I don't wanna be that guy but...
NIX FIXES THIS.
So does Bazel. :p
reproducible images are one of those features where the payoff is mostly emotional until the day it isn't. we had an incident where two supposedly identical images on two machines had a three byte delta in a timestamp and it cost us an afternoon to bisect from the wrong end. boring win, but a real one.
How did a differing timestamp cause an incident in the first place? Curious.
My guess is it was the only obvious evidence of an attack.
A totally unrelated comment; but — there is an animation on that page that moves practically everything on the page about 20 pixels down over the course of 1 second.
I thought that would completely trash the Cumulative Layout Shift core web vital. Because, hey! the layout is shifting in front of my very eyes. But no, the CLS on the page is 0.
Is CLS a misleading metric then?
It's happening as a result of a deliberate animation. The CLS metric relates to initial render. So yes, there is layout shift, but it's not CLS per se.
The layout isn't shifting, so it's not a layout shift.
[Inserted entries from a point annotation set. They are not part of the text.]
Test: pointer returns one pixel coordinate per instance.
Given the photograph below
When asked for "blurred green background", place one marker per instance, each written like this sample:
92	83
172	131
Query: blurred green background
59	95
And it's not unexpected, because it comes from a css transition.
Sure.
It's just that the spirit of Google's core web vitals has been to measure the properties of a web page that have the most impact on users. How quickly content appears on a page, how visually stable the content is, and how long it takes the page to respond to an interaction.
In the case of this page, I don't think it can be considered visually stable at all in the first second after it's loaded.
And yet, core web vitals cannot demonstrate this.
This is a really interesting accomplishment - I am also working heavily on reproducible builds for my firmware projects, and .. lo and behold .. the package manager key administrivia is the final bone to be broken.
I wonder if Arch leading the way on this will prompt other distro's to attempt the same feat. Reproducible builds are important for certification, security and safety-critical applications .. it'd be great to see Linux distros become more conformant to this method.
Debian already has an ongoing project for this: https://wiki.debian.org/ReproducibleBuilds.
and they said compilers are deterministic...
This is a huge accomplishment! But it wouldn't be so huge if compilers were trivially deterministic. It took 5 decades of development for compilers to get here. I'm sure ChatGPT in 2073 is going to be more deterministic than it was in 2023.